Bridges to Wellness and Health works with Temple Community Clinic and Body of Christ Clinic in Belton to take advantage of resources available there for the community.

Bridges to Wellness and Health helps with procuring wheelchairs, walkers and CPAP machines, used by people with sleep apnea.

Most of the individuals that receive assistance from the Bridges to Wellness and Health are referred by a social worker or physician, while some hear about the program and contact the United Way directly.

Other medical facilities have considered developing similar programs to Bridges, Ramos said, but once they figure out that it requires significant manpower, time and collaboration from all, they decide against it.

Expansion to children’s hospital

The local program has expanded to Baylor Scott & White McLane Children’s Medical Center.

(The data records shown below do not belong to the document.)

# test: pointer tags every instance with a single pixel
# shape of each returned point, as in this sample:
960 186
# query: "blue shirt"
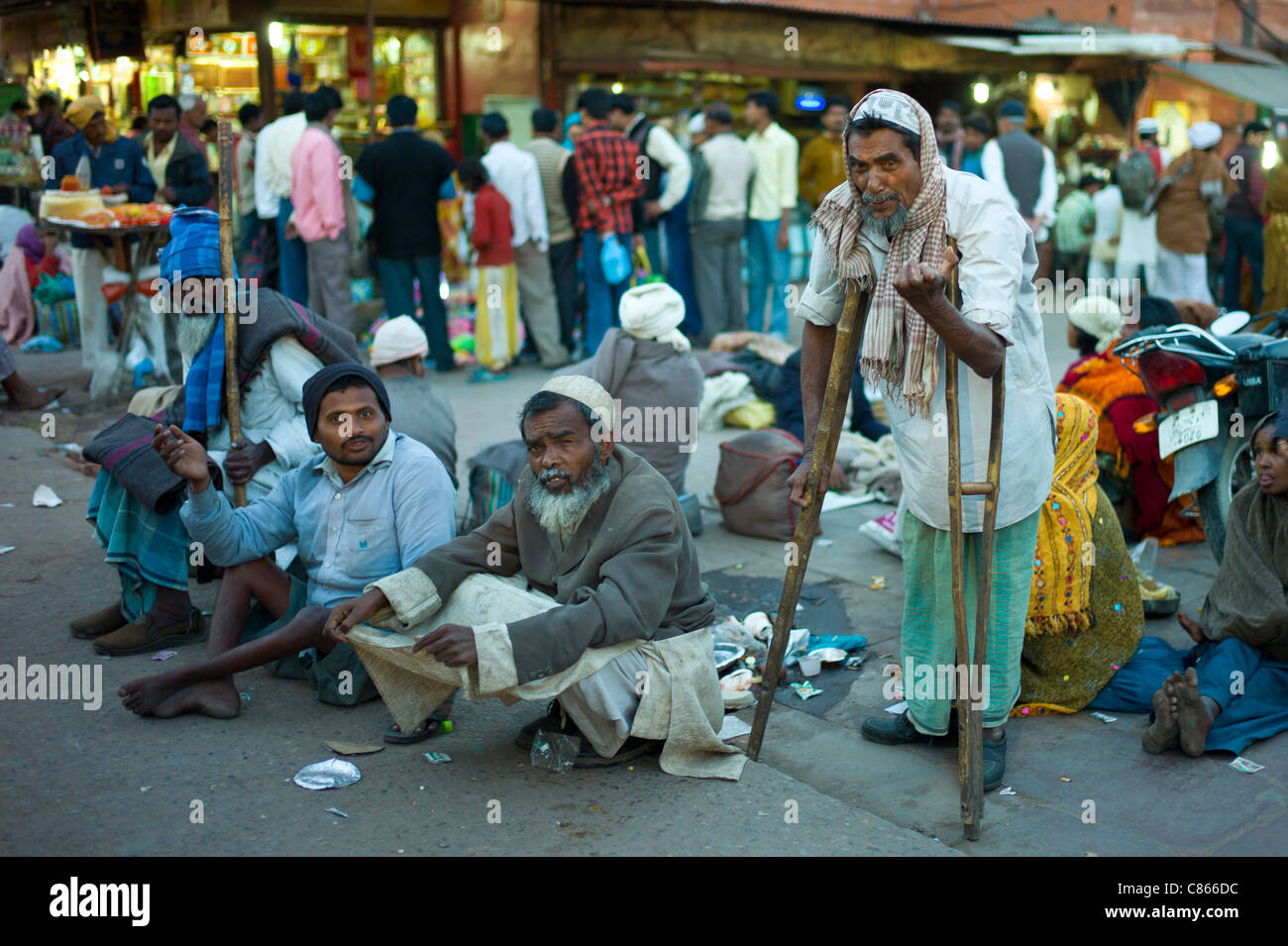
351 534
119 162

“This program is doing great things for people, so many people don’t have the money for basic needs, like a pair of shoes or a brace that enables them to walk,” Goss said. “It increases the individual’s mobility and puts them back into the community, it saves on the medical costs that comes with reinjury.”

There are different layers within Sykes’ shoe and a spinal curve or a twisted limb can change over the years and all of the measurement numbers change, Goss said.

“When he walks, Barry’s vertebrae and joints compress,” he said. “If he’s not pretty level when he walks, it will stress the knees, hips and his back, which is already messed up.”

This feels a whole lot better,” Sykes said, after getting the left shoe back with the addition to the sole.

Goss has had a lifetime career in prosthetics, beginning with the Air Force.

“I love it and am still thrilled to come to work every day,” he said.

G&G has a niche in the area as a small business that has been able to work with most of the insurance companies and have an active role in the community, helping with programs like Bridges to Wellness and Health.

“We really try to give back to the community,” Goss said.